Наконец я приступила ко второму документу, озаглавленному обществом взаимного страхования. По специфичным деталям я поняла, что держу в руках карту, дающую возможность Авроре получать дополнительные выплаты в течение полугода. Банальность этой бумаги меня сначала смутила, но, когда я увидела дату выхода подтверждения, то поперхнулась: 1 января 1992-го. Я повторила эту дату вслух несколько раз. 1 января 1992 года, спустя более чем два года после смерти Авроры, жены Дэвида Барле. Ошибка государственного органа достигла апогея, поскольку письмо было отправлено на улицу Мандель, 118, в бывшую квартиру супругов Барле, где в то время проживал Луи. Какую ценность представляла эта бумага для него? Страховка Авроры оживляла мертвых. Хороший трюк!
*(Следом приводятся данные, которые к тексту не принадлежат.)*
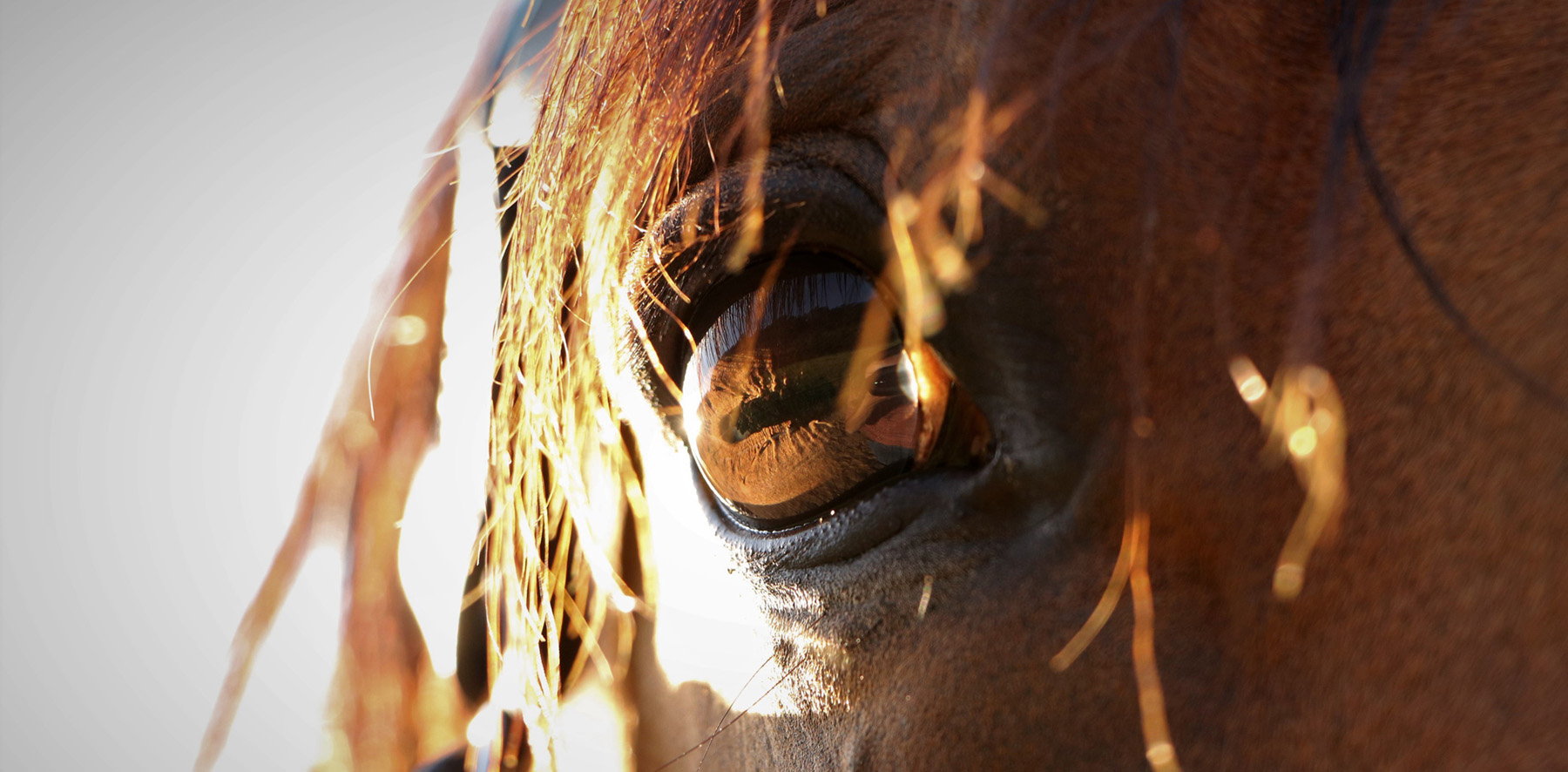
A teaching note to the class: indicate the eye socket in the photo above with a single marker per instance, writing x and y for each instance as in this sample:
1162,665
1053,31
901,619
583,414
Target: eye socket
801,391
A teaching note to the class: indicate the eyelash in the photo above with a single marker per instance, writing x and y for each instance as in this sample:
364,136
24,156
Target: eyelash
783,441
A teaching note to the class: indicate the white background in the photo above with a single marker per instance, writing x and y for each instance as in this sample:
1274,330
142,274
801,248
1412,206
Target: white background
196,200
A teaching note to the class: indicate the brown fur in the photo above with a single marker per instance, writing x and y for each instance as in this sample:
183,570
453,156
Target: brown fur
1164,197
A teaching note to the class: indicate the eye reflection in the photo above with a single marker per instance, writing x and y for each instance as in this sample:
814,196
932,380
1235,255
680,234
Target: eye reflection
800,391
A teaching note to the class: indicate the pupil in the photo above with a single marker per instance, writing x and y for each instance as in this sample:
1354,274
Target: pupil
800,391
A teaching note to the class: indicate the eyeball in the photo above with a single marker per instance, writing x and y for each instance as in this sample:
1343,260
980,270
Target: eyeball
801,393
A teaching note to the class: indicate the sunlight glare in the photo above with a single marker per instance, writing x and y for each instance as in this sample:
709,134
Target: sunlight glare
447,496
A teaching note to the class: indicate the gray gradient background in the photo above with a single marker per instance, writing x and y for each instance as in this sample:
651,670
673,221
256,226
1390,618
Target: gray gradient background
195,205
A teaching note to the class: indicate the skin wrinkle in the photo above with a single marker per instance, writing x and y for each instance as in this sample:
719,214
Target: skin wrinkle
1427,633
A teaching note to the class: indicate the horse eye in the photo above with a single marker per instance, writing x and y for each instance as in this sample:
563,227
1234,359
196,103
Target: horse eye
801,394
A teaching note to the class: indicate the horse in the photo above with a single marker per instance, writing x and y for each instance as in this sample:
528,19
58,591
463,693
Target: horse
1037,385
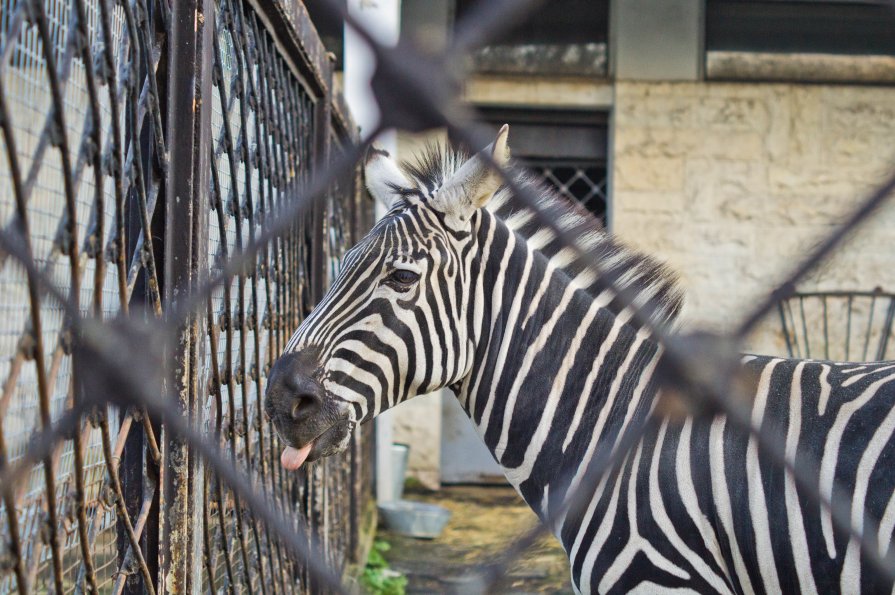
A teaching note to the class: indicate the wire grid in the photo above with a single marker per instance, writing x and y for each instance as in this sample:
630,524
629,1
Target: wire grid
845,326
69,85
85,147
582,182
257,522
263,131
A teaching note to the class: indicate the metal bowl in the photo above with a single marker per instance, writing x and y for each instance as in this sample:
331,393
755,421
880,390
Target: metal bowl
414,519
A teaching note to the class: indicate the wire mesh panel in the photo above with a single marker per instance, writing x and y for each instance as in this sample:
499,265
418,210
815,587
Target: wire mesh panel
264,135
78,92
83,98
839,325
582,182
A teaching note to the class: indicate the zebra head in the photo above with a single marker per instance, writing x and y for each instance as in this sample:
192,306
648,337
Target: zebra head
394,323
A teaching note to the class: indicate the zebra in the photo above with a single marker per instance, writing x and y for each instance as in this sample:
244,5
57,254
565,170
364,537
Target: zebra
457,287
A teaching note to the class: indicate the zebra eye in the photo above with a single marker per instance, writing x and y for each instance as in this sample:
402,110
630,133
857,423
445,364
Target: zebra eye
403,277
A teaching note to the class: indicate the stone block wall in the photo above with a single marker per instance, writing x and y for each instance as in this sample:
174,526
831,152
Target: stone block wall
732,184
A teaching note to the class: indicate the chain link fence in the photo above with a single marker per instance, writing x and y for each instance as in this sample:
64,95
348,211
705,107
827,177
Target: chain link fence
144,144
178,184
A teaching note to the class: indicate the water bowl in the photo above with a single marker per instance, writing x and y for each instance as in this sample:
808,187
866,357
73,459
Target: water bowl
414,519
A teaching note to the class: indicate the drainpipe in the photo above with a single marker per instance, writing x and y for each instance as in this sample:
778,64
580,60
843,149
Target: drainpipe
382,18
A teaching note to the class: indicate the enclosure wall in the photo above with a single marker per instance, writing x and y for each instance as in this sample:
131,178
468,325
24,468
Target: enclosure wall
733,183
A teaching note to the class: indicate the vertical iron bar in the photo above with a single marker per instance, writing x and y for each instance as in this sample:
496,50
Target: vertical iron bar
189,134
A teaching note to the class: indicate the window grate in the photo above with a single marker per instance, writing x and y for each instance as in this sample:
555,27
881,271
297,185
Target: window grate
583,182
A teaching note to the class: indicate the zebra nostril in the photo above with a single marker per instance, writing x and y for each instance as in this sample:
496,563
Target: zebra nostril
305,405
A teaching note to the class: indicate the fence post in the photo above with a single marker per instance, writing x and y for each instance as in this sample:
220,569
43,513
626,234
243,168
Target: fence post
186,214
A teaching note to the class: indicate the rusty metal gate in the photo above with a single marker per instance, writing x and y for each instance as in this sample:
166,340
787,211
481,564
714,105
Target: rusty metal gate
145,144
168,212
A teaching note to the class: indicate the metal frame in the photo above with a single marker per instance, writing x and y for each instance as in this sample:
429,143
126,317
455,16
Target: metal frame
150,76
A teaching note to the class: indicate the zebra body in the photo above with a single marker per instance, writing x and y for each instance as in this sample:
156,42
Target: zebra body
446,293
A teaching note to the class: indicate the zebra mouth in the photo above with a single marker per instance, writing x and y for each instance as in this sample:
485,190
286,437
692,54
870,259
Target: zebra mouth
332,441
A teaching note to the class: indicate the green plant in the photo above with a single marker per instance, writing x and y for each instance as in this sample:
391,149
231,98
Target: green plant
378,578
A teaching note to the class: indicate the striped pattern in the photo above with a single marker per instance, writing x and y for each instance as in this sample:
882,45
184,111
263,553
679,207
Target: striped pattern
551,371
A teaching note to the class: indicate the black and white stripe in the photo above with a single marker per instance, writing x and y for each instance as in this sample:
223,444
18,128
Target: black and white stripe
551,371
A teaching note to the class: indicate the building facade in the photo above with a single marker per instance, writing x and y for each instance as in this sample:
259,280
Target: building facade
725,137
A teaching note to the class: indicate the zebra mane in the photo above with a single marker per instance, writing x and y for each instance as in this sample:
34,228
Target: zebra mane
654,284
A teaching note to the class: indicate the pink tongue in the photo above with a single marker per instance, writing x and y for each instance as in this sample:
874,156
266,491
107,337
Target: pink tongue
292,458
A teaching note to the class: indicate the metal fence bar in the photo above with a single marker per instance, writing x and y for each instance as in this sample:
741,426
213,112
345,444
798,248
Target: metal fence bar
139,66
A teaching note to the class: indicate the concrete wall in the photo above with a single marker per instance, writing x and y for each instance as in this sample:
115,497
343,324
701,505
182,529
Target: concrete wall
732,184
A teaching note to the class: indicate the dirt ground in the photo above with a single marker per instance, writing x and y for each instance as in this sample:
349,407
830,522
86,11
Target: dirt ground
485,520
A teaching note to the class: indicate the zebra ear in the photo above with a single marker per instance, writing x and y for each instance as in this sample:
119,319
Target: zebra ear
383,175
473,185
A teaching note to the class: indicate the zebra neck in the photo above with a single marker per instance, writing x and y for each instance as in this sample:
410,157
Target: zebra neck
555,374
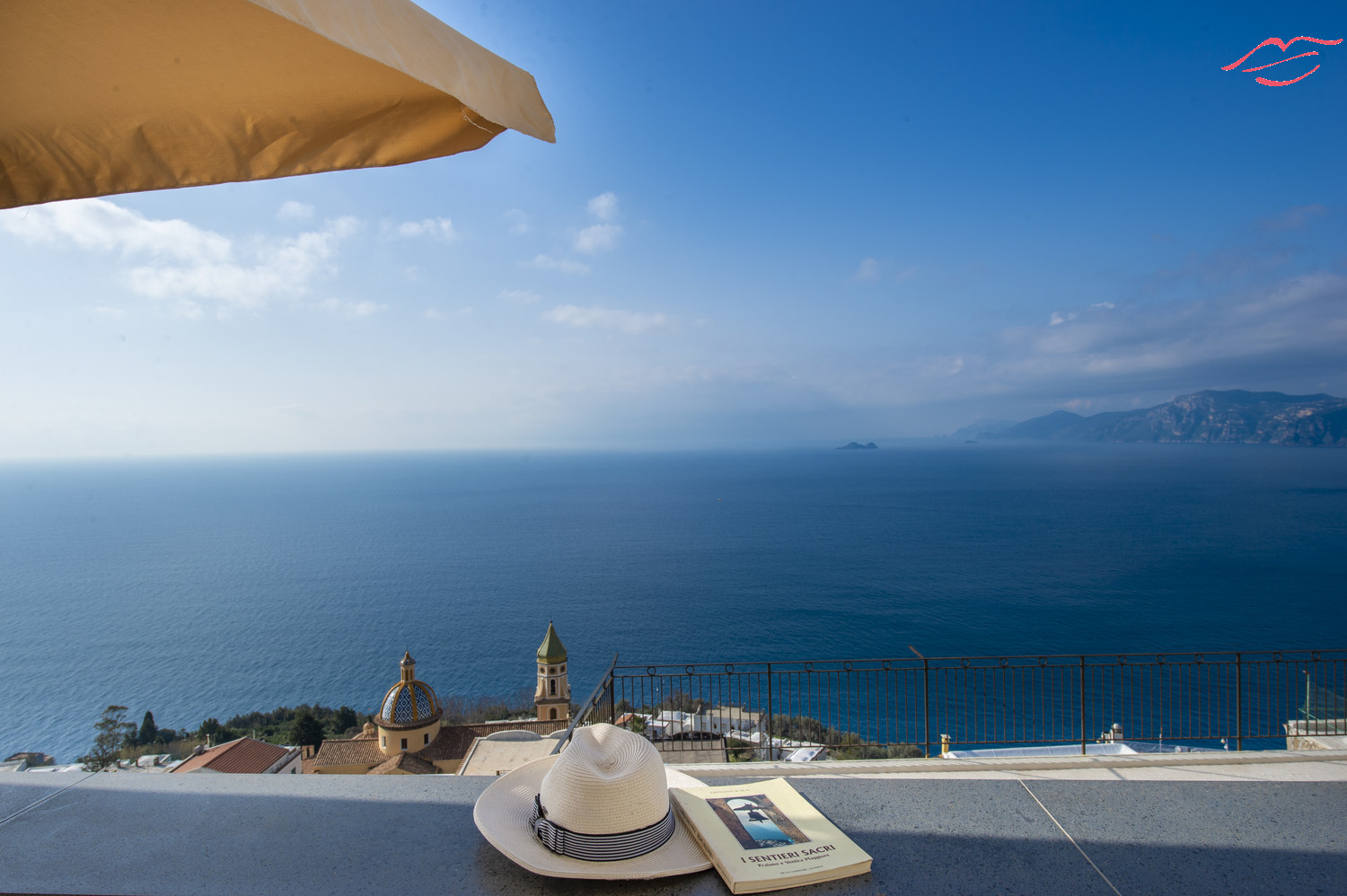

Прежде чем лечь спать, с головой, полной сумбурных мыслей от только что сделанных открытий, я решила вновь заглянуть в блог. Я не могла уснуть, не узнав, ответил ли Луи на отправленное мной закодированное сообщение.
Словно железная рука сжала мою грудь, на несколько мгновений остановив дыхание, когда я заметила новую публикацию на странице. Подписанная «Луи» и сдержанно озаглавленная «Комната», она продолжала мою историю там, где та остановилась, слегка неуравновешенным рассказом в сапфическом стиле, показавшемся мне не достойным его манеры и далеким от его обычных фантазий.
Одна из девушек в итоге оказалась стоящей на другой. Она взяла свою грудь в ладонь и сжала так, будто решила ее раздавить. На лице девушки, что осталась лежать, отобразилась смесь удовольствия и боли.
Но самым обидным была не слабость стиля. Нет, обидным мне показалось полное отсутствие тех деталей, которые подразумевал наш секретный язык. Не было даже быстрого поглаживания моей груди в знак повторного признания в любви.
– Это не он… Не он.
Я повторяла эти слова, тогда как сон уже уносил меня в свои объятия. Луи не писал эти строки. Он никогда бы не отказался продлить наш тайный диалог. Он никогда не постучал бы с такой жестокостью в дверь моих ожиданий. Никогда…
– Ушел? Но куда?
Жизнь так устроена: мы тратим ее на то, чтобы задавать вопросы тем людям, у которых нет на них ответов. Именно потому профессия журналиста благородна. Ранее я говорила, что реальность противостоит нашим усилиям, направленным на ее контроль. Она скользит, утекает, выливается во все прорехи статьи. Главное находится за пределами нашего восприятия.
Маленькая соседка узнала меня, лишь подойдя к ограде. Со своей стороны, я опознала ее по зеленым тапочкам и халату, на котором пестрели вытканные большие фиолетовые цветы. Она шла очень медленно. Что поделаешь? Старость.
– Ах, племянница мадам Дельбар! Вы все-таки увидели ее? – спросила она с излишним, на мой взгляд, любопытством.
– Да, да… Но по глупости я забыла попросить у нее новый номер сотового.
– Ах да… Ее номер.
Она кивнула так, словно я говорила с ней из пространственно-временной кабины. Удивительно, мобильный – вещь, о которой она слышала по телевизору, но которая уже вряд ли у нее появится.
– Вы видели мадам Дельбар вчера?
– Думаю, что она вернулась в конце дня. Больше я ничего не знаю. Я только слышала хлопок двери после вечерних новостей.
Значит, это было примерно между 8.30 и 8.45 вечера.
– А сегодня утром вы что-то заметили?
– Нет, абсолютно ничего. Обычно я слышу кофемашину, которая вибрирует за стеной, на ее кухне. Но не этим утром. Не исключено, что она могла уйти.
Эта женщина следила за малейшими событиями и действиями соседей скорее не из любопытства, а для того, чтобы скрасить свое время, бесконечно тянущееся от безделья. Конечно, она мало что знала о тех, кто ее окружает, довольствуясь лишь совокупностью ежедневных невнятных звуков и приветствий, наспех произнесенных с крыльца.